Over the years, the BBC’s support for recording live sessions played a major role in the explosion of new British talent, with London Suede, Oasis, Sleeper, and Blur only the bestknown of the bands whose careers have been inestimably assisted by their relationship with the Beeb. In years to come, the each time period with inevitably come to be regarded as another golden age for BBC rock ‘n’ roll.
And yet it is only within the couple of decades that the BBC seems even to have comprehended just what a vast resource it had at its disposal. For several years before that, the corporation had been periodically producing one-off specials highlighting some band’s BBC recordings, knowing that such exercises in unabashed nostalgia attracted huge audiences. The Beatles and The Stones, David Bowie and T.Rex, were amongst early broadcasts, but it was only when these shows started reappearing on bootleg that the commercial—and historical—possibilities of the vault become apparent.
Few bootleggers, for example, appeared to know exactly what they had, which is why radio sessions are frequently described as either studio outtakes or live recordings, when, as we have already seen, they are neither. [For some reason, The Rolling Stones catalog is particularly encumbered by this.] Finally, then, a record label (Strange Fruit) was set up to begin marketing the sessions.
Although the emphasis was on punk and early ’80s era material, Strange Fruit’s series of “Peel Sessions” EPs was a success from the start, so much so that a second label, catering to live recordings from the “In Concert” and “Old Grey Whistle Test” series, was inaugurated, followed by a third, covering World Music recordings.
The response was staggering. Soon, artists and fans alike were deluging the offices with offers and suggestions. Performances that were officially presumed lost began turning up as fans volunteered recordings they had made at home years before. [Several BBC cuts on 1997’s King Crimson collection Epitaph were restored from such sources]. A vintage 1964 Rolling Stones recording reappeared years after it was said to have been wiped, apparently when a recording engineer announced he’d hung onto it for technical reference purposes.
Other bands approved the release of old sessions because they highlighted a side to the group that might otherwise have been lost forever, as they experimented with their own songs, or tried out those belonging to other musicians. (Jimmy Page’s willingness to release Led Zeppelin’s sessions stems from this belief.)

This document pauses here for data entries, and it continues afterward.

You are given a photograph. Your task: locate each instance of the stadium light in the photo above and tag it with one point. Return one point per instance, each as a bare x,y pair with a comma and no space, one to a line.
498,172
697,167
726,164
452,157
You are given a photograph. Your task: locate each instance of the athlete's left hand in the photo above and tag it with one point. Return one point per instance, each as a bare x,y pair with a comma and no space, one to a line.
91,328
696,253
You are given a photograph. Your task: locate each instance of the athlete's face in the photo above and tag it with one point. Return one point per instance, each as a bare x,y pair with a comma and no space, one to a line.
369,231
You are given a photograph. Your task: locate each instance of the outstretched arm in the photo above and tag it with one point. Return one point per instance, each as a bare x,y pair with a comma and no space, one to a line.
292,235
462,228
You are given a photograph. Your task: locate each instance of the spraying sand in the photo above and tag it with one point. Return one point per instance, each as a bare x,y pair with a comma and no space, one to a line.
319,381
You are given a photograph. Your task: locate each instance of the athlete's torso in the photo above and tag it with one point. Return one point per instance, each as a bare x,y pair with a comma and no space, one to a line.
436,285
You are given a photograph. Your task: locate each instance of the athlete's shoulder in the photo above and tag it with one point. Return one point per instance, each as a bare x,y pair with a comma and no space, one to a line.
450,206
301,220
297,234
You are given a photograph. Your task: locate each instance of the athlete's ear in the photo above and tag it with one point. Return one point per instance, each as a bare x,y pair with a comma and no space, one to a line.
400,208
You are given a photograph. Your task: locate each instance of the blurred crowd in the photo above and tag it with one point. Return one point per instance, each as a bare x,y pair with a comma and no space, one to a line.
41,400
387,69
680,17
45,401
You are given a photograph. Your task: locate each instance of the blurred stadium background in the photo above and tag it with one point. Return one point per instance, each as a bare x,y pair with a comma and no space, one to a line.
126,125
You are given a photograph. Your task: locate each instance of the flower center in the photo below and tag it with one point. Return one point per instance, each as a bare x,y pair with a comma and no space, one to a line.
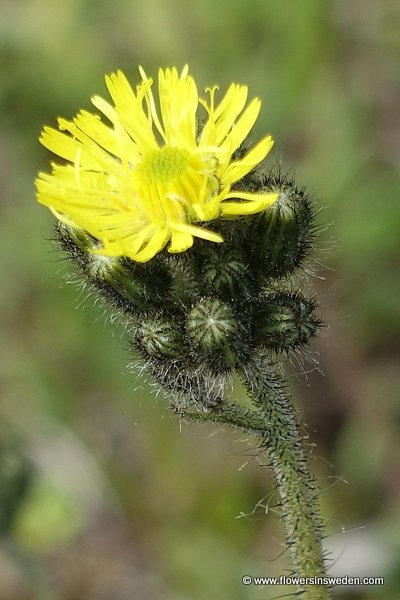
163,166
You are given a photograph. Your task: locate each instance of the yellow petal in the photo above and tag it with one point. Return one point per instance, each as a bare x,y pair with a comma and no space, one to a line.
238,169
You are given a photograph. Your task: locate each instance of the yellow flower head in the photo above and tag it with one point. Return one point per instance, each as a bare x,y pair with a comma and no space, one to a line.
150,176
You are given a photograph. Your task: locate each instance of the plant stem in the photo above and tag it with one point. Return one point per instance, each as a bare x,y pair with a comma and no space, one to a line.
295,485
275,422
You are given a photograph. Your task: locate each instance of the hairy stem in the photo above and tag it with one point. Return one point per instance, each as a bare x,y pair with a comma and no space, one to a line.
295,485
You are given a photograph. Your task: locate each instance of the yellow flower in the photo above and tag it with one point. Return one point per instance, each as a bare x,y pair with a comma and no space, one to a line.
151,176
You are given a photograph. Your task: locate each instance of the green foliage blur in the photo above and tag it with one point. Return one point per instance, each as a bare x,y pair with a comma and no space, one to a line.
104,494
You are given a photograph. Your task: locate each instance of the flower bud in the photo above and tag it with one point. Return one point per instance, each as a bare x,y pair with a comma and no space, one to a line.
283,233
159,337
285,321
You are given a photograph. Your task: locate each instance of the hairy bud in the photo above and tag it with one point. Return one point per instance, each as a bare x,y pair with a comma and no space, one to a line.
285,321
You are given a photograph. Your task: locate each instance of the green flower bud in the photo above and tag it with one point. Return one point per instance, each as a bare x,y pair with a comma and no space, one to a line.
283,233
159,337
285,321
211,324
225,273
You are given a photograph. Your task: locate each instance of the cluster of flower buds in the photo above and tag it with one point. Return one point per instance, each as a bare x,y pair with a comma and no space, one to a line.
196,316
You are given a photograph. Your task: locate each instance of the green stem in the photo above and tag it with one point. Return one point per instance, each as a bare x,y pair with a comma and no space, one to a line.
295,484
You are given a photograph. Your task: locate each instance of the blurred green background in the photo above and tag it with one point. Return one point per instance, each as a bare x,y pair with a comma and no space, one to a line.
103,493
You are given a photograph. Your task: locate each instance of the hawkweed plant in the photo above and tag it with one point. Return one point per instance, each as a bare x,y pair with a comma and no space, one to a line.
167,213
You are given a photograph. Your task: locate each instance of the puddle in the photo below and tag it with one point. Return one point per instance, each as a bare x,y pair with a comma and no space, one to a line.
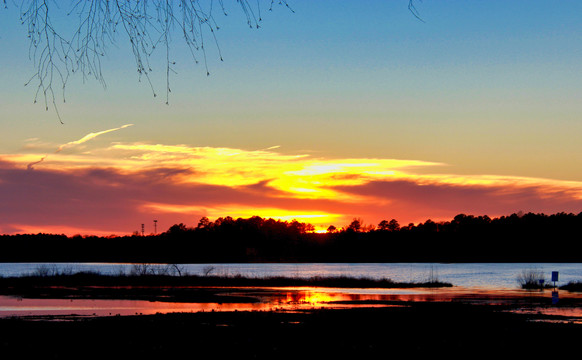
295,299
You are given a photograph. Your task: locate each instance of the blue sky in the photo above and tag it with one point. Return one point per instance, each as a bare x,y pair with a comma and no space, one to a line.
479,87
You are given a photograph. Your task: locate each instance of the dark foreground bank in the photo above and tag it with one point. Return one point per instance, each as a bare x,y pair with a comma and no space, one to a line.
456,330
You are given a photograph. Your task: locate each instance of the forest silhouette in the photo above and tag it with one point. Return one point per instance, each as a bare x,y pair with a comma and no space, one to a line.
466,238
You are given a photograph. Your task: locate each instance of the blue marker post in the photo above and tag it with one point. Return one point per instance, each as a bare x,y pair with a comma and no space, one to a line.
554,278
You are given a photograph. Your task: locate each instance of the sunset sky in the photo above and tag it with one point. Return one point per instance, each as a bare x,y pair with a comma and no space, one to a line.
337,110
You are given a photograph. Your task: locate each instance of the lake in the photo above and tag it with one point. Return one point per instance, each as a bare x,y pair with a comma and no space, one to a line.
490,282
471,275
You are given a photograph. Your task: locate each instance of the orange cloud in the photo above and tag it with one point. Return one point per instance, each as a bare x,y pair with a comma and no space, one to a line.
118,187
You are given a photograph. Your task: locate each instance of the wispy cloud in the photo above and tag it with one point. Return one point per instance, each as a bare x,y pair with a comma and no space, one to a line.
122,185
84,139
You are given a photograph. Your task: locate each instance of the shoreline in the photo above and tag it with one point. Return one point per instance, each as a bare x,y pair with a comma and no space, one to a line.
454,329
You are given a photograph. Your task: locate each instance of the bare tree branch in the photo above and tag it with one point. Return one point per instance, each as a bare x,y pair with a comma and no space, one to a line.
147,24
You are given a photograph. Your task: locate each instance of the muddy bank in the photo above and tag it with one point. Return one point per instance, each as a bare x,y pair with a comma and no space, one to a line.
453,329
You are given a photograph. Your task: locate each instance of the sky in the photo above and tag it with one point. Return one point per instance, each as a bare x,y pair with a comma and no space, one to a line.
332,111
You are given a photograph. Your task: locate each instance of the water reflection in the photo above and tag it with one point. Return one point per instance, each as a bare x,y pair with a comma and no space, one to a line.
289,299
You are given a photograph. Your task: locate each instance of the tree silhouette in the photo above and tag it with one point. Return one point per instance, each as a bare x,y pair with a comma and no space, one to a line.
59,52
149,25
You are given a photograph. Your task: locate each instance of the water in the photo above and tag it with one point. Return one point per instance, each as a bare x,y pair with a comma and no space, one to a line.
470,275
490,282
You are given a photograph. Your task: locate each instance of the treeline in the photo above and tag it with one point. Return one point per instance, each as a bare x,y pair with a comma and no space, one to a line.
466,238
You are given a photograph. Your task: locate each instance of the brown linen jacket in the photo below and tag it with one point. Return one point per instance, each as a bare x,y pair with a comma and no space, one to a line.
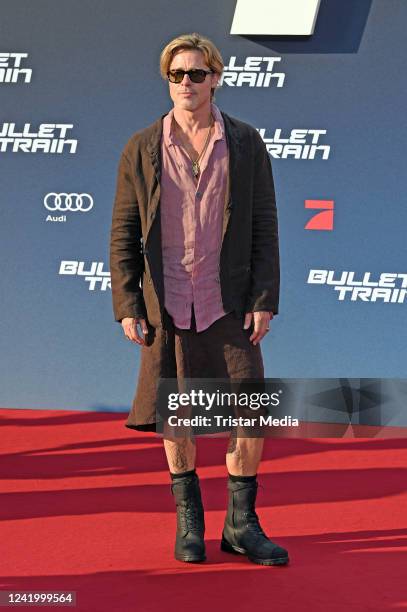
249,268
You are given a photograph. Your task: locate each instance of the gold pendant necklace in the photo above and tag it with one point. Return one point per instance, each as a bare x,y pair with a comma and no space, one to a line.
195,164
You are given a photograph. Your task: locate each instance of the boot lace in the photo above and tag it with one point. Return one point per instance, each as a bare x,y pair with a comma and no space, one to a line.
189,518
253,523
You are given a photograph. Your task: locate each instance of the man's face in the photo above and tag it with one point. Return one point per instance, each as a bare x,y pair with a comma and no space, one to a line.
188,95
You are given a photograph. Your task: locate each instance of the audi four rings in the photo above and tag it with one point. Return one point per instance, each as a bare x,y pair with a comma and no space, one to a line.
68,201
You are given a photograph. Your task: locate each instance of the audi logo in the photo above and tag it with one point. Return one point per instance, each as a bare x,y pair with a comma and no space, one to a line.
68,201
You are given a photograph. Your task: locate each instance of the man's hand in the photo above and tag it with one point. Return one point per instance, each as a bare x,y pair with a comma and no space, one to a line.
262,320
130,329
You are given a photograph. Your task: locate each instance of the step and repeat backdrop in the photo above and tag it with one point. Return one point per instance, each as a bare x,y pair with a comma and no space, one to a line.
325,86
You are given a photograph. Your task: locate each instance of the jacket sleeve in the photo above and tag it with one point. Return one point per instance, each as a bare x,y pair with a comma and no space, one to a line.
126,258
265,259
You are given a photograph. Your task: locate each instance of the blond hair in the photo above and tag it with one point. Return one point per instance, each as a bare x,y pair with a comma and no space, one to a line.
192,41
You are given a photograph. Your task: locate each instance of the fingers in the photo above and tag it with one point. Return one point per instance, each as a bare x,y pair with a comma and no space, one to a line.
131,330
261,326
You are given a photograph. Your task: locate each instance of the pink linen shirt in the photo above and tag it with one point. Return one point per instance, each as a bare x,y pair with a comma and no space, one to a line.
191,225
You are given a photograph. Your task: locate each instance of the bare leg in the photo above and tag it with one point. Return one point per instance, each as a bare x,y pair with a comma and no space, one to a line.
243,455
180,452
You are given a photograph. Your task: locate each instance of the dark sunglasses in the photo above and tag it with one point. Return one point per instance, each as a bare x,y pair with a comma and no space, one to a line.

Fairport Convention used their BBC sessions to play material they would never include on their own albums, as their Heyday BBC collection proves. Yes, might never have released their epochal 16-minute version of Paul Simon’s “America” if they hadn’t first tried it out on John Peel. And Billy Bragg fans still rave about the near-impromptu rendition of “Route 66” that he performed for Peel in 1983, replacing the traditional words with a roadmap between two eastern English towns.
Yet the major appeal of the BBC sessions remains its exclusivity. More than anything else, it preserves a moment in time in a band’s history with a quality and a veracity that nothing else, neither live recordings nor studio outtakes, can emulate. They show a band simultaneously on its best behavior, and at its most crazily vulnerable, working simply for that moment, with nothing else on its mind. And that honesty remains the sessions’ greatest asset. That, and the almost illicit thrill of knowing that the music you are listening to was never recorded with posterity in mind.